Aquele dia não se encerrou com os tiros de fuzil e as agressões de instrumentos cortantes que ceifaram a vida de 19 trabalhadores no local — número que se multiplicaria em luto e resistência nos anos seguintes. Entre os mártires, o jovem Oziel Alves Pereira, de apenas 19 anos, eternizou sua coragem ao gritar “Viva o MST” sob a mira de armas, pouco antes de ser executado. O sacrifício desses homens e mulheres, cujas cicatrizes permanecem abertas na memória de sobreviventes como Maria Zelzuita de Araújo, hoje assentada no município de Eldorado do Carajás, transcendeu as fronteiras brasileiras. Em resposta ao horror, a organização internacional Vía Campesina declarou o 17 de abril como o Dia Internacional da Luta Camponesa, uma data que hoje une camponeses de todo o globo em uma jornada de solidariedade internacionalista e defesa da reforma agrária.
Nas décadas que se seguiram, a tragédia converteu-se em “mística”, o que os militantes chamam de “a alma do Movimento”. Essa mística não é apenas uma palavra, mas uma prática vivida em rituais carregados de simbolismo: bandeiras vermelhas, foices, facões, lonas negras e, acima de tudo, sementes e frutos que decoram os encontros e assembleias. É uma celebração que busca transformar a dor em confiança e a perda em renovação, utilizando a música, a poesia e o teatro para reafirmar a identidade de um povo que compreende a terra não como mercadoria, mas como um bem comum. Anualmente, o Acampamento Pedagógico para Jovens Sem Terra “Oziel Alves” reúne novas gerações na Curva do S para estudar a questão agrária, garantindo que a memória dos mártires permaneça viva como uma orientação política e pedagógica.
Essa luta se manifesta de forma vibrante na gastronomia e na produção de alimentos saudáveis.
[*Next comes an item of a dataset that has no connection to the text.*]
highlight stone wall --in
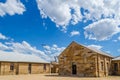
[59,43,112,77]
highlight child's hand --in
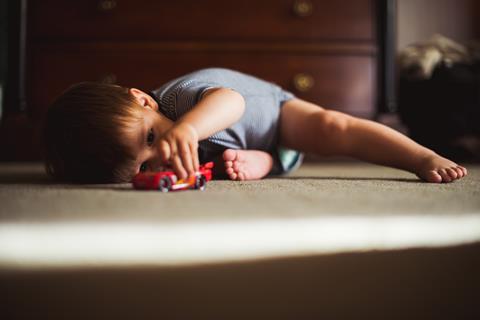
[159,121,199,179]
Em oposição ao modelo do agronegócio e do latifúndio, surge a Reforma Agrária Popular, que coloca a agroecologia e a soberania alimentar no centro da mesa. A semente é elevada à categoria de símbolo de resistência, um reservatório vivo de história e cultura que é trocado entre vizinhos e comunidades em redes de reciprocidade que desafiam a lógica do mercado. O eco de Eldorado ressoa em mercados camponeses, onde o contato direto entre produtores e consumidores promove um “preço justo” e alimentos livres de agrotóxicos, provando que o campesinato organizado é quem, de fato, alimenta as cidades com dignidade e saúde.
Ao caminhar hoje pelas terras conquistadas pelo suor e pela memória de Eldorado, percebe-se que cada safra colhida é um tributo àqueles que partiram. A luta camponesa contemporânea, inspirada no grito de 1996, é um projeto de vida que se opõe ao “projeto de morte” dos monocultivos industriais. É uma caminhada que busca, através do trabalho coletivo e da preservação da biodiversidade, construir uma sociedade onde nenhuma propriedade privada esteja acima da vida humana e onde o renascimento de cada planta no campo simbolize a esperança de um futuro soberano e justo para todos os povos da terra.